The Health Benefits of Cantaloupe

by Raw Diet Team on February 7, 2011

CantaloupeWe know a healthy diet packed with plenty of fruits and veggies is healthy for us; yet, blanket statements are only so helpful when you’re wondering about which foods, exactly, to eat for optimal health, or specific nutrition. Today, our focus will be on the Cantaloupe.

Cantaloupe has many benefits that are unique to it (as well as many that are also found in other melons and fruits), but the one thing that cantaloupe has in large amounts is Vitamin A. The typical serving lists that (about one “medium” wedge slice) cantaloupe has over 2300 I.U.s of Vitamin A. Compare that to a carrot – most known for its Vitamin A and beta-carotene content – which delivers over 23,000 I.U. of the stuff, an eggplant (37 I.U.), or an apple (100 I.U.) and you can see that while it’s not as high as the king carrot, it’s ranks high enough to be included in the royal carotene court.

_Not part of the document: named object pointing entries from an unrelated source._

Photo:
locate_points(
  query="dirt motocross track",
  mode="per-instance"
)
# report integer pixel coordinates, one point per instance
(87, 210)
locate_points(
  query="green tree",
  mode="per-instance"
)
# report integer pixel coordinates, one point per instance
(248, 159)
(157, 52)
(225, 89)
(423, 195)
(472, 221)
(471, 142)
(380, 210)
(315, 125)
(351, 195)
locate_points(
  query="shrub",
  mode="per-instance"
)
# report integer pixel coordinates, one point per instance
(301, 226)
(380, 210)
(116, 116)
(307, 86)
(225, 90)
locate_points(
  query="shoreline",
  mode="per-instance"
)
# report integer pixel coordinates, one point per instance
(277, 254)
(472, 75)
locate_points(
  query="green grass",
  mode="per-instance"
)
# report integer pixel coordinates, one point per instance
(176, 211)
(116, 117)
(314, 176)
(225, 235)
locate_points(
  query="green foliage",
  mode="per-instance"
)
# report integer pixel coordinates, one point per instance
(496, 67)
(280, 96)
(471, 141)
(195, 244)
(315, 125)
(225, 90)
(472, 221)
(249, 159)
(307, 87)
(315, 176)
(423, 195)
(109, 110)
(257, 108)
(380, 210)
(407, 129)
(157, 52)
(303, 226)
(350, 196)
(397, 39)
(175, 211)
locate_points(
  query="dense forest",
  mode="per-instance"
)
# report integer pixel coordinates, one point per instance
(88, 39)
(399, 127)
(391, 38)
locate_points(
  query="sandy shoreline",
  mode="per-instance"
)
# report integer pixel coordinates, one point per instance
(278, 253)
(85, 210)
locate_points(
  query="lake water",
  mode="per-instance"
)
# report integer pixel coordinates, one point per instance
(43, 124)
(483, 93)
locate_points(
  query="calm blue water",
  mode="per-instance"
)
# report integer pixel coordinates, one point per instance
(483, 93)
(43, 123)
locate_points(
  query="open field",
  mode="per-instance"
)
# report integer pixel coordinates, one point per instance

While the nutritional information for many fruits and veggies lists Vitamin A for these sources, it’ s important to note that what they are really talking about is beta-carotene, which is a molecule that our bodies use to make our vitamin A supply (beta-carotene is readily converted to Vitamin A by the small intestine during nutritional absorption). Beta-carotene (named after the carrot from which it was first isolated) is responsible for the orange pigment in many fruits and vegetables (though it is found in non-orange foods in lesser amounts as well).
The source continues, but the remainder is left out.